I have 1M static rewrite rules and using this map configuration. How to determine the optimal values for map_hash_max_size and map_hash_bucket_size? I want to optimize for memory consumption. The documentation is very minimal about this.

Somebody else asked it on the Nginx forum, but without response.


I made an analysis of source code for server_names_hash_bucket_size and server_names_hash_max_size, I guess it uses the same hash as the map.

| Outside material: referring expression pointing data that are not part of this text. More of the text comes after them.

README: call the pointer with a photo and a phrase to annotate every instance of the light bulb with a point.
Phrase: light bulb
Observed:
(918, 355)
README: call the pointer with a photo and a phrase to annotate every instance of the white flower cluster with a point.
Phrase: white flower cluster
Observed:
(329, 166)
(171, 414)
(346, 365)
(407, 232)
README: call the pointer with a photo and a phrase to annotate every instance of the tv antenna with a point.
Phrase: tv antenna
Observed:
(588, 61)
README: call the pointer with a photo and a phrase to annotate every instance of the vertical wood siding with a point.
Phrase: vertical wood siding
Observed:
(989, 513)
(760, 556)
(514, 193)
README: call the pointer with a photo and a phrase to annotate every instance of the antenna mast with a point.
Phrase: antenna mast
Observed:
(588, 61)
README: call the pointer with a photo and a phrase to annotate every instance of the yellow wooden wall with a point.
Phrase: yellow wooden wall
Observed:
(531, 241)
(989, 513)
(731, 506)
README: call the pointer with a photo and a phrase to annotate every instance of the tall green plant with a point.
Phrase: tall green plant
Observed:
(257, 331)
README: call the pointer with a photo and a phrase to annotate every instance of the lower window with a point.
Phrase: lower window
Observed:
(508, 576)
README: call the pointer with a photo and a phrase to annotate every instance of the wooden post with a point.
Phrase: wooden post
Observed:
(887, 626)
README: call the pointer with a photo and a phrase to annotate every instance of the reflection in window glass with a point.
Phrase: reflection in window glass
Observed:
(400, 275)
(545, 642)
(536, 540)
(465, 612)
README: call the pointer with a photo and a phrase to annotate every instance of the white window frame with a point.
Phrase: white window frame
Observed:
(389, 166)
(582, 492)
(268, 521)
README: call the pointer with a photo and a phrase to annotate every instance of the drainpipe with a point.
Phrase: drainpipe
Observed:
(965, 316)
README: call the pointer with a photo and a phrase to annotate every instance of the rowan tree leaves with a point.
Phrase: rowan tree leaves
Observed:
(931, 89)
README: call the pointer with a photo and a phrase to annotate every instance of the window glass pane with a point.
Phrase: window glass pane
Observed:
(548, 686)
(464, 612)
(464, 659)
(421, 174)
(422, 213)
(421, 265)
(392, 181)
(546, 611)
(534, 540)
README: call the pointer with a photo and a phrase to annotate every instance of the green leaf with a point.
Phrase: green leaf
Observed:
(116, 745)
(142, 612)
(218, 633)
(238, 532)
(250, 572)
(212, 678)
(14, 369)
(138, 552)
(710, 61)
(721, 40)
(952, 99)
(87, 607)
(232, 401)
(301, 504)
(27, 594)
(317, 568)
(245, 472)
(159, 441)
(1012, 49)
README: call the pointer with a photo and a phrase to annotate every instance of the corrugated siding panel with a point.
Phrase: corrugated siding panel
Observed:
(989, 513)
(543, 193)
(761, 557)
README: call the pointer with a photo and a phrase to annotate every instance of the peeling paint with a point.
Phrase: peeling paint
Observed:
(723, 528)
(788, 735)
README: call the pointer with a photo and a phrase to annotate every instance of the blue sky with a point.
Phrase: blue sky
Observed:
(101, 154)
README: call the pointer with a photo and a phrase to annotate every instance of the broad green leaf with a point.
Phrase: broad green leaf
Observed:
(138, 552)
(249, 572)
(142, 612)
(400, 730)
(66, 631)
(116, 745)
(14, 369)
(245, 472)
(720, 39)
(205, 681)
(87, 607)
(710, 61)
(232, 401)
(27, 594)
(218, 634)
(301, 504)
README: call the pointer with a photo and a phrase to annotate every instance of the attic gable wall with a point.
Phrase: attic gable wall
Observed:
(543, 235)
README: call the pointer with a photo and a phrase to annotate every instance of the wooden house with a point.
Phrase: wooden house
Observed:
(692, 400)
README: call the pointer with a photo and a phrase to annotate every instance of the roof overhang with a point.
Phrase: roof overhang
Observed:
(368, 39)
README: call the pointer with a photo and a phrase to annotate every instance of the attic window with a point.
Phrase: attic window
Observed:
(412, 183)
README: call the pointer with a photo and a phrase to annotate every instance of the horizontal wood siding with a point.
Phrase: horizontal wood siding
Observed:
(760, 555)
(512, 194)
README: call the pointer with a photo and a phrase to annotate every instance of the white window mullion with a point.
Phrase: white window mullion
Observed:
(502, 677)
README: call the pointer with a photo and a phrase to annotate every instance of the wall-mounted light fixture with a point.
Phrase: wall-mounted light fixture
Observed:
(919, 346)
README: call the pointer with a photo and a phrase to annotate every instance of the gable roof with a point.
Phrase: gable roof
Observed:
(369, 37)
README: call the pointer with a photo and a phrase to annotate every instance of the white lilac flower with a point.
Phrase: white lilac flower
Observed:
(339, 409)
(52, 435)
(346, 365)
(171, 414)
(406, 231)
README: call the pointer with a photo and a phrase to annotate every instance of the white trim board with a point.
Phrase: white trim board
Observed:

Here comes generalized copy of my answer:

  • The general recommendation would be to keep both values as small as possible.
  • If nginx complains increase max_size first as long as it complains. If the number exceeds some big number (32769 for instance), increase bucket_size to multiple of default value on your platform as long as it complains. If it does not complain anymore, decrease max_size back as long as it does not complain. Now you have the best setup for your set of keys (each set of keys may need different setup).
  • Bigger max_size means more memory consumed (once per worker or server, please comment if you know).
  • Bigger bucket_size means more CPU cycles (for every key lookup) and more transfers from main memory to cache.
  • max_size is not related to number of keys directly, if number of keys doubles, you may need to increase max_size 10 times or even more to avoid collisions. If you cannot avoid them, you have to increase bucket_size.
  • bucket_size is said to be increased to the next power of two, from the source code I would judge it should be enough to make it multiple of default value, this should keep transfers to cache optimal.
  • Size of bucket_size depends on length of your keys. Should the average key size be 32 bytes (with hash array overhead), increasing bucket_size to 512 bytes would mean, that it can accommodate 16 keys with colliding hash key. This is not something that you want, if collision happens it searches linearly. You want to have as less collisions as possible.
  • If you have max_size less than 10000 and small bucket_size, you can come across long loading time because nginx would try to find optimal hash size in a loop.
  • If you have max_size bigger than 10000, there will be "only" 1000 loops performed before it would complain.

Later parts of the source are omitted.